Il faut pourtant, à un moment, faire face à ses responsabilités, et je réunis d'ailleurs, cet après-midi, des élus à propos d'un projet prêt pour la signature.

Autre paradoxe qu'il nous faut souligner : on veut plus de prisons, mais on ne s'interroge jamais sur leur caractère désocialisant ou criminogène. On crie à la récidive, mais s'interroge-t-on, comme on devrait le faire, sur les sorties sèches ou sur le sens de la peine ? Et il faut, chaque fois, réexpliquer. Les mêmes qui se lèvent pour crier à la récidive – car, évidemment, ceux qui ne récidivent pas ne font jamais la une des journaux – sont les mêmes qui nous préparent leur boîte à outils, avec les peines planchers, par exemple. Extraordinaire ! L'idée en a ressurgi il y a quelques jours, et je suis certain qu'à l'aube de la nouvelle campagne électorale qui se profile, nous en entendrons parler tous les jours.

Monsieur le député Bernalicis : vous dites que si l'on construit des prisons, c'est pour incarcérer davantage. Mais qu'il me soit permis de vous donner un exemple. Le centre pénitentiaire de Lutterbach en Alsace, établissement neuf du programme 7 000, ouvre fin 2021, dans quelques mois : on a fermé la maison d'arrêt de Mulhouse. Donc ce que vous dites n'est pas juste.
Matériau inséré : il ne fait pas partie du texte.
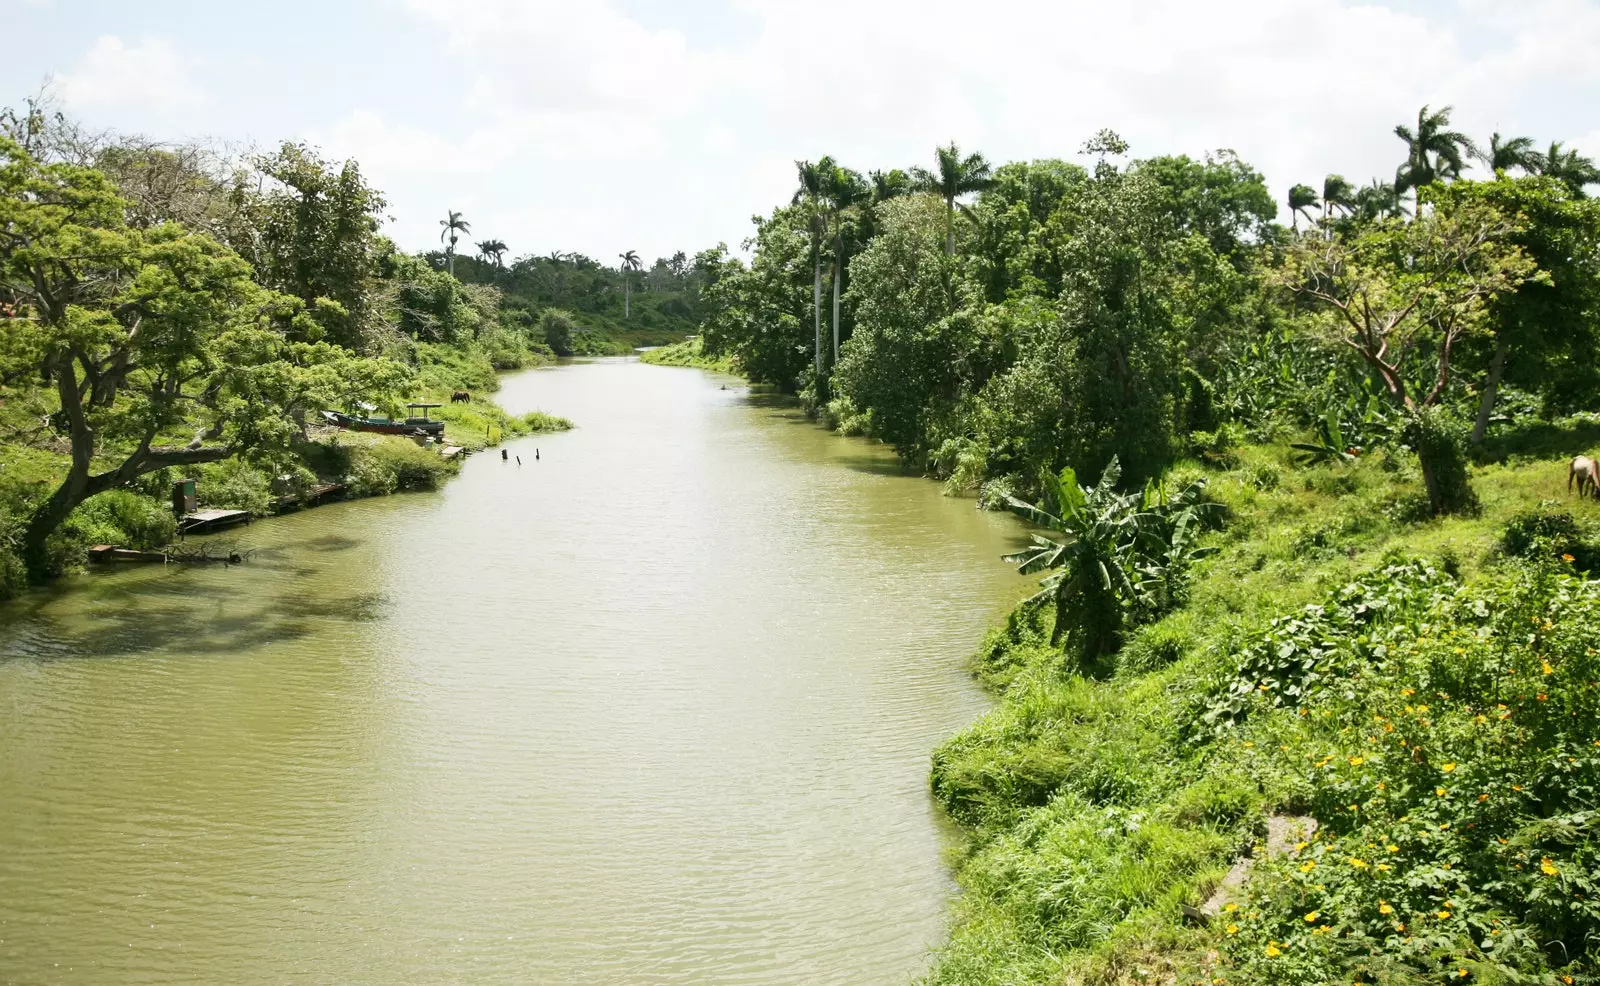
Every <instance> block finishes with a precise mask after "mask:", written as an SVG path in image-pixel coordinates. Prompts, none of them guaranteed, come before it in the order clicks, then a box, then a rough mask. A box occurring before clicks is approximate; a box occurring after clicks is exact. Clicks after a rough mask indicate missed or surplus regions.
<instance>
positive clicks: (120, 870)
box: [0, 360, 1026, 984]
C'est encore un paradoxe : nous ne vivons qu'avec des paradoxes et beaucoup d'a priori.

Quand des crimes sont commis, c'est le garde des sceaux qui est responsable de cette politique laxiste ! Mais peut-on s'arrêter quelques secondes ici – pardon pour ce moment de défense pro domo – pour rappeler que, dans une grande démocratie, le garde des sceaux ne peut pas prononcer les peines ?
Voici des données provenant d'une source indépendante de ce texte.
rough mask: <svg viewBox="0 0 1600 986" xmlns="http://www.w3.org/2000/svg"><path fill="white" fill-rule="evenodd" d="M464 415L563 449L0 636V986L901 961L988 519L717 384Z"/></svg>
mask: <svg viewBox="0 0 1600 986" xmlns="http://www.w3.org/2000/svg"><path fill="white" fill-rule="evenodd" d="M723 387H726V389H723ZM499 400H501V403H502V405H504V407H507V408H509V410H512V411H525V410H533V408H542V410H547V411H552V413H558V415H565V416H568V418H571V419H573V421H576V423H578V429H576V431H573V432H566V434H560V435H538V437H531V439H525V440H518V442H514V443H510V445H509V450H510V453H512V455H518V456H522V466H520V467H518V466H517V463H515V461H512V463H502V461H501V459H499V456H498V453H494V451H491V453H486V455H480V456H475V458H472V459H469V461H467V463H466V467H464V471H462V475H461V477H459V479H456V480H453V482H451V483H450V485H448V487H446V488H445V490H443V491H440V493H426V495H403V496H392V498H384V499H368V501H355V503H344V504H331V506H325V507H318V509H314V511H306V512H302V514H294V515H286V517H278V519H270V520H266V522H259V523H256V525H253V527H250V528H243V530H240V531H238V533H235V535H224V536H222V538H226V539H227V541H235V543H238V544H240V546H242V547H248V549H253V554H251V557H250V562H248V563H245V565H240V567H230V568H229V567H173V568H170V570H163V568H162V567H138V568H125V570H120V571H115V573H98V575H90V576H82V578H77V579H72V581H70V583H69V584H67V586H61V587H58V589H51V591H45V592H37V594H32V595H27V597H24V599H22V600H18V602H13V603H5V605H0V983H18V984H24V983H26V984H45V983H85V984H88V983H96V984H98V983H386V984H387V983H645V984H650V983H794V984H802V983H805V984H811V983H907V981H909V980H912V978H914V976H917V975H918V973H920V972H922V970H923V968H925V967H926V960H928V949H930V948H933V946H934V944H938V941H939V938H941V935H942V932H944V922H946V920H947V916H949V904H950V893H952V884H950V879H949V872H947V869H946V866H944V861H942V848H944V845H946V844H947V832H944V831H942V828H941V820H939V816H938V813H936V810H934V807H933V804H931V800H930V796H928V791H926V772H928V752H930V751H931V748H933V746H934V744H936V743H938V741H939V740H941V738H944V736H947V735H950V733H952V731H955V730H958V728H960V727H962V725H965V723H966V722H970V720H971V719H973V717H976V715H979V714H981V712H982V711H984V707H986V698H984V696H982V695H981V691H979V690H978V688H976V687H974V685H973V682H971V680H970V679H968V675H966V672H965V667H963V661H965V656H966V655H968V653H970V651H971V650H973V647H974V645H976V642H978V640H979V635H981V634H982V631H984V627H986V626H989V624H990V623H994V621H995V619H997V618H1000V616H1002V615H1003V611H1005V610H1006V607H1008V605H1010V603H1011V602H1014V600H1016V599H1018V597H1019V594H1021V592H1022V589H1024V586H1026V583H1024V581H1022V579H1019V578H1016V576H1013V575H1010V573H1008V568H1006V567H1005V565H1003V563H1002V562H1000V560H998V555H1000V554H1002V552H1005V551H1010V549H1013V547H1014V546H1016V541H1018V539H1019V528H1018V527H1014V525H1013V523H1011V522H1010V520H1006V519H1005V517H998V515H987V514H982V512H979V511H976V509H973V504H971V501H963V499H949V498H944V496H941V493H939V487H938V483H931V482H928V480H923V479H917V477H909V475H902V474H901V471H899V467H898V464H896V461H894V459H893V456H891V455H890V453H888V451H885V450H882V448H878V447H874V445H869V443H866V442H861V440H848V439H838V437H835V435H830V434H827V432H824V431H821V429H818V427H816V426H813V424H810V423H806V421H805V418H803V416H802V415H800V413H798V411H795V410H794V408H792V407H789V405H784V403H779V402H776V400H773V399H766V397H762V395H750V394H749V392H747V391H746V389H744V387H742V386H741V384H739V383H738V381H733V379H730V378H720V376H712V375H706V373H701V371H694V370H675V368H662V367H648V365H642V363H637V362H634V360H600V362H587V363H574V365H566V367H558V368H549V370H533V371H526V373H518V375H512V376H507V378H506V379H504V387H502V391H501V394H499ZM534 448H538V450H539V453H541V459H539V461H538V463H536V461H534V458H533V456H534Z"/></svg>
Je sais bien qu'on nous propose autre chose là-bas, à droite, à l'extrême droite. Je sais qu'on voudrait tout maîtriser. Mais, en vérité, que faut-il choisir, entre la démocratie qui est la nôtre, dans laquelle l'exécutif ne peut pas intervenir pour infliger des peines, et une justice qui sera totalement sous contrôle, avec un garde des sceaux, déjà désigné – c'est extraordinaire ! – , qui pourra demander aux juges de délivrer telle ou telle sanction telle ou telle peine, de rendre telle ou telle justice ? Mais enfin, on rêve !
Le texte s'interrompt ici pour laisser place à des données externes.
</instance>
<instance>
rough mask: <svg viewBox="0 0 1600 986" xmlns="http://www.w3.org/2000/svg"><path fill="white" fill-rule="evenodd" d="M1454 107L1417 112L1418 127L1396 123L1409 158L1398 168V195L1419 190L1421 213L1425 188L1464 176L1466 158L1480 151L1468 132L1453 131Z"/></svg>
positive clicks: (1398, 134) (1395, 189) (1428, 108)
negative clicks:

Toujours, nous retombons dans le paradoxe, les mêmes difficultés, ce qui explique que nous ne parvenions pas à réfléchir ensemble, avec le recul, la mesure et la circonspection qui s'imposent. On est toujours soit trop laxiste, soit trop répressif, mais laissez-moi vous rappeler très clairement ce que j'ai toujours dit : oui, la prison est utile. Elle est même indispensable pour protéger la société des gens dangereux. Si vous me permettez cette familiarité, dans certains cas, il n'y a pas photo. La prison est utile, bien sûr, mais, en même temps, elle peut être criminogène pour les petites infractions. On veut plus de répressif, mais les statistiques montrent – et il faut oser l'affirmer – qu'il est parfois plus efficace de ne pas incarcérer que d'incarcérer quelqu'un, qui perdra peut-être son boulot.

Je me bats pour que l'on puisse concilier ces deux dimensions, ce qui est difficile quand on est confronté au manichéisme absolu. Mais il faut savoir être franc et ne pas se raconter d'histoires. Je me suis rendu à plusieurs reprises, et pas plus tard qu'hier, dans des centres éducatifs fermés – CEF. Les faibles taux de récidive ont de quoi nous enthousiasmer, même s'ils ne font pas la une des journaux : seul intéresse l'accident qui se produit inéluctablement.

Nous avons le devoir de nous battre ensemble en dépassant les clivages politiciens. L'un d'entre vous a évoqué le livre de Mme Vasseur, qui, à l'époque, avait bouleversé tout le monde. Depuis, il y a eu beaucoup de discours, mais pas grand-chose de fait, en réalité.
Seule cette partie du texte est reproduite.